At its most pop Nearer My God almost veers into Scissor Sisters territory (as on opener ‘Grand Paradise’) which, as you can imagine, is quite far indeed for the St Louis indie-rock quartet. As an introduction to the band it will be a confusing, busy market place of ideas. And for fans of the band’s previous two outings it will mark something of a departure from their mathy rock and emo inflected indie and which makes this third full length record even harder to categorise.
While lead single ‘Slapstick’ was an expansive and atmospheric indie rocker more in the vein of their obvious peers such as Manchester Orchestra or Mount Joy but with an electronic foundation just below the surface, elsewhere flourishes of electro pop and synthesised guitars are aplenty, perhaps painting themselves as the US 1975. So, ‘Lich Prince’ has a touch of the new romantic about it; piano outro, loads of effects on everything and ‘Bastardiser’ has that same 1975/Suede self-conscious style. It’s the easiest track to digest here and, one surmises, a likely future single while the title track is also a bit more manageable for fans of Mew and all things quiet/loud.
But when Foxing miss their mark they miss spectacularly. On ‘Gameshark’ there is far too much going on, not mathy, though the bassline it’s built on is just too busy. ‘Candy Crown’ sounds like two different tracks overlayed. It’s a bizarre production technique that is a little disorienting, like a double exposure photograph but without the eventual sense of ease as your brain interprets all the information.
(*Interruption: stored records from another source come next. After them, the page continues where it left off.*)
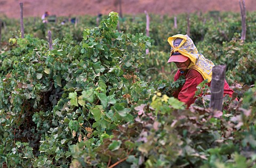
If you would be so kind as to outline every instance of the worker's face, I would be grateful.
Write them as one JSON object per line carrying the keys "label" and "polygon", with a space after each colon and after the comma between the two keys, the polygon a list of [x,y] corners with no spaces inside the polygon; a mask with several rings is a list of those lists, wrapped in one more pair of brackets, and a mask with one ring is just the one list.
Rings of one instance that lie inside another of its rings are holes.
{"label": "worker's face", "polygon": [[190,59],[188,59],[186,61],[184,62],[174,62],[177,68],[180,70],[181,71],[185,71],[186,70],[188,69],[188,67],[189,66],[191,63],[191,61]]}

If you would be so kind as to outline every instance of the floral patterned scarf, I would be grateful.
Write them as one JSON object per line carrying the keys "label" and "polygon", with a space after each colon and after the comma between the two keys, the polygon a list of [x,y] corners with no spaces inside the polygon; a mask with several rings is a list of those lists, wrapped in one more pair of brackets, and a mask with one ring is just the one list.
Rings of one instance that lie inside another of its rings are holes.
{"label": "floral patterned scarf", "polygon": [[[173,41],[177,38],[182,39],[179,46],[174,47]],[[193,69],[200,73],[204,80],[208,79],[208,82],[212,80],[212,68],[214,66],[213,63],[206,59],[204,56],[198,53],[197,49],[194,44],[193,41],[187,35],[178,34],[168,38],[167,40],[171,45],[171,56],[174,52],[178,52],[181,54],[188,57],[191,60],[188,69]]]}

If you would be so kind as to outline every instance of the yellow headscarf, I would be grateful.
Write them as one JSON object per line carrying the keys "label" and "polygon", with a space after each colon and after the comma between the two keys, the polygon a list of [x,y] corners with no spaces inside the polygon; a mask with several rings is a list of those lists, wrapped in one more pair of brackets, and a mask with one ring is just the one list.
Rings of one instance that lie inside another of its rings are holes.
{"label": "yellow headscarf", "polygon": [[[174,47],[173,41],[177,38],[182,39],[179,46]],[[193,69],[200,73],[204,79],[208,79],[208,82],[212,80],[212,68],[214,66],[213,63],[206,59],[204,56],[198,53],[198,51],[194,44],[193,41],[187,35],[178,34],[168,38],[168,43],[171,45],[171,55],[174,52],[178,52],[181,54],[188,57],[191,60],[191,63],[188,67]]]}

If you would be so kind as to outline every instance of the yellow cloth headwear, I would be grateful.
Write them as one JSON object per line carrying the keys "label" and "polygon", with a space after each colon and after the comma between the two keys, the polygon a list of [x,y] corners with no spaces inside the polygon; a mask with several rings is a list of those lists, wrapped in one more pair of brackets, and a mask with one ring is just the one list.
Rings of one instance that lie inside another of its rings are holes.
{"label": "yellow cloth headwear", "polygon": [[[183,40],[178,47],[174,47],[173,41],[177,38]],[[204,80],[208,79],[208,82],[212,80],[212,71],[214,64],[211,61],[206,59],[202,54],[198,53],[193,41],[187,35],[178,34],[173,36],[169,37],[167,41],[171,45],[170,56],[172,56],[172,54],[174,52],[178,52],[191,60],[188,69],[197,71],[202,74]]]}

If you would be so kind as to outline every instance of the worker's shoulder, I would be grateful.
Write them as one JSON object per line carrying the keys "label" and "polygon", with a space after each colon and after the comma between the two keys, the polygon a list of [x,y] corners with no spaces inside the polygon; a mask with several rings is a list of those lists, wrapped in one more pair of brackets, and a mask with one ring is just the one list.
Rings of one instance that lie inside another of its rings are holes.
{"label": "worker's shoulder", "polygon": [[190,69],[188,70],[187,73],[186,78],[196,78],[199,77],[200,78],[203,78],[202,74],[197,70],[193,69]]}

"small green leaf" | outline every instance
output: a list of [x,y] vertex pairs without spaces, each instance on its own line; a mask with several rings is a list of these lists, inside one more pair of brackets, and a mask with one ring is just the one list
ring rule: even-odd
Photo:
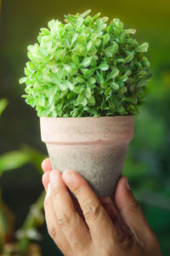
[[146,52],[149,48],[149,44],[148,43],[144,43],[140,46],[137,47],[135,49],[135,51],[137,52]]
[[111,92],[111,88],[108,87],[105,91],[105,95],[108,96],[110,92]]
[[119,84],[114,83],[114,82],[110,82],[109,83],[109,85],[113,88],[114,90],[118,90],[119,89]]
[[112,71],[107,75],[107,79],[109,80],[110,79],[116,78],[118,75],[118,73],[119,70],[116,67],[114,67],[112,68]]
[[81,66],[83,67],[87,67],[90,65],[91,61],[92,61],[92,57],[86,57],[82,61]]
[[88,100],[89,103],[95,105],[95,99],[93,96],[91,96]]
[[76,77],[76,81],[79,84],[84,84],[86,82],[86,80],[81,76]]
[[98,71],[96,72],[96,79],[97,79],[98,84],[99,84],[100,85],[102,85],[104,84],[104,78]]
[[66,90],[66,85],[64,84],[60,84],[59,87],[60,89],[60,90]]
[[87,44],[87,49],[88,50],[90,50],[91,47],[92,47],[93,44],[92,44],[92,41],[89,41]]
[[132,60],[133,60],[133,55],[132,55],[132,54],[130,54],[130,55],[128,55],[125,59],[124,59],[124,63],[126,64],[126,63],[128,63],[128,62],[130,62]]
[[89,78],[89,79],[88,79],[89,84],[95,84],[95,82],[96,82],[96,79],[94,78]]
[[84,76],[86,79],[88,79],[90,78],[91,76],[93,76],[94,73],[94,69],[91,68],[91,69],[88,69],[88,71],[85,72],[84,73]]
[[7,99],[1,99],[0,100],[0,116],[2,114],[2,113],[3,112],[3,110],[5,109],[5,108],[8,105],[8,100]]
[[76,38],[78,37],[78,33],[75,33],[72,37],[72,40],[71,40],[71,45],[76,42]]
[[70,89],[70,90],[73,90],[74,85],[70,81],[65,82],[66,86]]
[[84,96],[82,94],[79,94],[79,96],[77,97],[77,102],[82,103],[83,97],[84,97]]
[[88,87],[88,88],[86,89],[86,92],[85,92],[85,93],[86,93],[87,98],[91,97],[92,92],[91,92],[91,90],[90,90],[89,87]]
[[85,107],[87,104],[88,104],[88,100],[86,97],[83,98],[82,102],[82,104],[83,107]]
[[106,71],[109,69],[109,65],[107,64],[106,61],[102,61],[99,66],[98,67],[98,68]]
[[20,84],[24,84],[24,83],[26,83],[26,81],[27,79],[28,79],[28,78],[26,78],[26,77],[21,78],[21,79],[20,79],[19,83],[20,83]]
[[78,57],[78,55],[71,55],[71,59],[75,62],[75,64],[76,64],[77,66],[79,66],[79,57]]

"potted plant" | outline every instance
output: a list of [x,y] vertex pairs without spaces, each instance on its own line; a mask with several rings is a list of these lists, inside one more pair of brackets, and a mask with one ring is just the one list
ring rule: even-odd
[[99,196],[110,195],[133,136],[133,115],[150,77],[148,44],[119,19],[90,10],[52,20],[28,46],[26,95],[40,117],[53,168],[82,174]]

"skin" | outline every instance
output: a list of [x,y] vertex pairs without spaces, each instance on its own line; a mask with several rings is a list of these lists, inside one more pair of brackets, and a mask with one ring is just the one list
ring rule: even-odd
[[112,199],[99,199],[76,172],[52,171],[49,159],[42,166],[48,230],[65,256],[162,255],[126,177]]

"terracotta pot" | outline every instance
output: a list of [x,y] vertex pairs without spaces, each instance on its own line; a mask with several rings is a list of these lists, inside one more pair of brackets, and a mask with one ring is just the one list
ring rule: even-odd
[[99,197],[110,196],[122,176],[133,117],[41,118],[53,168],[74,170]]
Centrepiece ‘Five Cups’ is passable indie-pop with a rock edge, at nine minutes long I should probably come up with some new post-genre but as the backward guitars and e-bow dip in and out, the track meanders along before eventually just drifting out into the sea. However, ‘Heartbeats’ has what at first sounds like a totally gratuitous classical intro and background before a handclap rhythm and all sorts of layered vocals and backing vocals take over and it becomes the foundation for something quite epic in scale. Taken on its own it’s very impressive. Great for a car ad or something equally engineered or grandiose, maybe the theme to Bilderberg: The Movie pointing to a grander musical pudding the band may just have over-egged this time out.
Take ‘Trapped in Dillard’s’, stripped naked of its weird mix of instrumentation the minor chord piano ballad could be a reimagining of Counting Crows’ ‘Raining In Baltimore’ but again there is too much going on for the listener to ever really get comfortable with the song. So, it is with a little relief that closer ‘Lambert’ ends Nearer My God on a high with a chiming, uplifting and final crashing chorus segment, and a fitting summary for what this album could have been had they focused more on the songs than the fiddly electronic wall of sound.
Nearer My God is released on 10th August through Triple Crown.